The conies [are but] a feeble folk, yet make they their houses in the rocks; Proverbs 30:26
I love this truth about the little conies, feeble but safe. I am feeble but safe in the Rock. Don't you love how the Bible tells of little creatures, even insects, to teach important lessons. I try to get the lessons and at the same time I enjoy thinking of the animals.
Once a lady I knew said in alarm, "Oh, there's a spider on the rug!" It was a very small spider, wending its way through the fibers. Like a human trying to walk through the jungle. She expected me to do something.
I took a file card and let the spider walk onto it.
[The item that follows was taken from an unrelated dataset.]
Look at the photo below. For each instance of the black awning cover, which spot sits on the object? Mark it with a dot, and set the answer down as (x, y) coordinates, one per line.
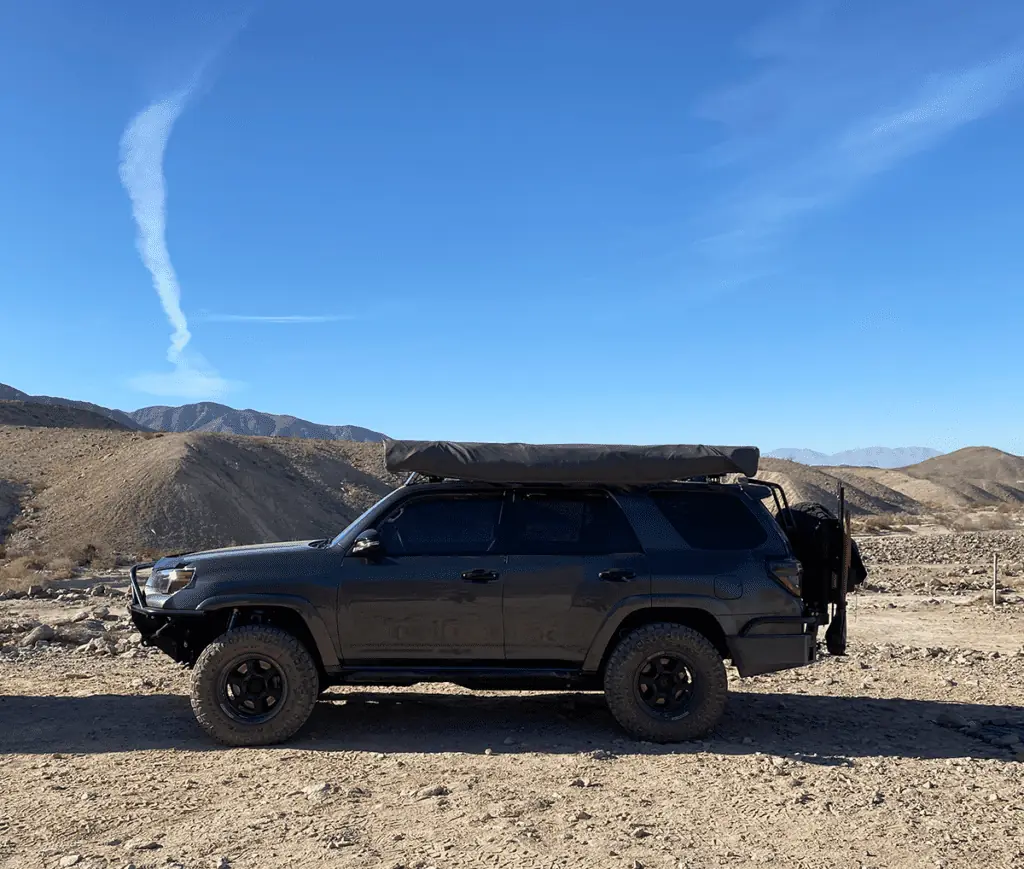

Then I put it onto a potted plant, saying something like, "This is your jungle, and now you are boss of the jungle." She looked at me in the nicest way and told me she was glad I did not kill it.
Can't people learn from the littlest creatures? Not just great spiritual lessons, but practical lessons on how to survive. What I learn from little "folk", is that the big guys have a rough time. They are hunted. Their habitat is destroyed. But the really small creatures, live on, usually ignored.
That must be their secret. They "are not worth notice". In a disintegrating situation they live on.
Gary North in his nifty book Government by Emergency tells of a humble little man who lived during the Nazi occupation of France during WWII. It was a terrible time for the French. People suspected of being in the resistance were tortured and shot. The Germans registered every farm, and this man had a farm. But it was one acre smaller than the ones being registered.
This man grew grapes on his farm and made wine from them. He kept his old car running by pouring bearings. He took a street car to his job as a machinist. He was safe. No one paid any attention to him. He lived through the horrible war this way.
Their are great advantages to being small. Your life could depend on it some day.